In their advisory, SolarWinds said the Serv-U web login screen to LDAP authentication was allowing characters that were not sufficiently sanitized.
“SolarWinds has updated the input mechanism to perform additional validation and sanitization. No downstream affect has been detected as the LDAP servers ignored improper characters,” the company said, adding that it affects 15.2.5 and previous versions.
NTT Application Security’s Ray Kelly told ZDNet that the vulnerability surprised and concerned him considering SolarWinds is fresh on the heels of their previous breach that affected thousands of customers.

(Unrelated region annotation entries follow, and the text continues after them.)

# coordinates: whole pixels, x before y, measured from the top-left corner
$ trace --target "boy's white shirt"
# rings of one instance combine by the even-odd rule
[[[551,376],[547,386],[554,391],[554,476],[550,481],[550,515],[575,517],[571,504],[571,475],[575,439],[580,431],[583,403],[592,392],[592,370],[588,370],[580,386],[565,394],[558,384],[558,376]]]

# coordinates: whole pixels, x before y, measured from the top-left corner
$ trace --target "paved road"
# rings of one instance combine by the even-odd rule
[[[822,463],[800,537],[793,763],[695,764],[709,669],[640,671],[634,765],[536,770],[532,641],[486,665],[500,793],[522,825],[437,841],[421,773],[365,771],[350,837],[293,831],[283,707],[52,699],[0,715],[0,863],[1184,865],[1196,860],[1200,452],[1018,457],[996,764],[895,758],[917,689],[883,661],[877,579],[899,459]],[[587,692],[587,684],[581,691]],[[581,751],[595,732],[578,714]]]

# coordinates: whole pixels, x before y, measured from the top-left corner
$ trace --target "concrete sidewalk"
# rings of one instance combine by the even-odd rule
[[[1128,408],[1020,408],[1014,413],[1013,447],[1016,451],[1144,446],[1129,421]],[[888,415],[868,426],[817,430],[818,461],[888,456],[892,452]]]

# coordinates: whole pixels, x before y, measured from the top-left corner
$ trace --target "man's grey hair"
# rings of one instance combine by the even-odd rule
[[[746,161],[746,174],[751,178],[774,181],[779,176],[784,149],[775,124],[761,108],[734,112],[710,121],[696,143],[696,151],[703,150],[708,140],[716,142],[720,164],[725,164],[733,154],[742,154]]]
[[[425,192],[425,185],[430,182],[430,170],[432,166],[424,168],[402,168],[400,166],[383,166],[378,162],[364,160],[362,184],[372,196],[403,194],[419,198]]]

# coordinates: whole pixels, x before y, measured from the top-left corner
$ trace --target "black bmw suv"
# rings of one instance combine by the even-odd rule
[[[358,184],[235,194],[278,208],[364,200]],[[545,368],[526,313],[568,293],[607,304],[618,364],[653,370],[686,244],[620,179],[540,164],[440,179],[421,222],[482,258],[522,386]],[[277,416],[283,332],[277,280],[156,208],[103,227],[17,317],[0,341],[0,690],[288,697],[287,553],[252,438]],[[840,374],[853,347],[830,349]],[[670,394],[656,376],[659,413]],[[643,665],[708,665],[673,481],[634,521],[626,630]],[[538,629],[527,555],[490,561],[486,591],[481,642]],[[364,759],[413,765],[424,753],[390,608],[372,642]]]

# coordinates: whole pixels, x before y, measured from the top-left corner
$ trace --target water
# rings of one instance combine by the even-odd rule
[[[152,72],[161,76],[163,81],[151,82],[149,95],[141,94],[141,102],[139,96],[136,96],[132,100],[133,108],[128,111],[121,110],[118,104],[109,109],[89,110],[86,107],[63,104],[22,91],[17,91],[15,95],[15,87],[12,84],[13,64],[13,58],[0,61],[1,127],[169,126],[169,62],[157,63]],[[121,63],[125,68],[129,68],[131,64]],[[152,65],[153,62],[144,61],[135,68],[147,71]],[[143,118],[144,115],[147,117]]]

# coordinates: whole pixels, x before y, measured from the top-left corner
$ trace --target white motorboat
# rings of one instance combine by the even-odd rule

“Given that the Log4j disclosure was published in December, this Open Source vulnerability should have been of the utmost priority for SolarWinds. While it appears that SolarWinds was not susceptible to have the vulnerable component exploited, it’s still not something want in your software product,” Kelly said.
“Most all application security products can detect the Log4j vulnerability giving developers the ability to quickly identify and fix issue.”
Microsoft urged customers to apply the security updates explained in the SolarWinds advisory and said customers can use their tools to identify and remediate devices that have the vulnerability. Microsoft Defender Antivirus and Microsoft Defender for Endpoint also detect behavior related to the activity, they added.
Netenrich’s John Bambenek added that Microsoft’s warning and SolarWinds’ quick response time represented a positive example of how vulnerabilities need to be dealt with.
“This is the kind of vulnerability and research cooperation we need, where a major tech company with visibility to see the attacks reaches out to the software company and a fix is rushed to production,” Bambenek said.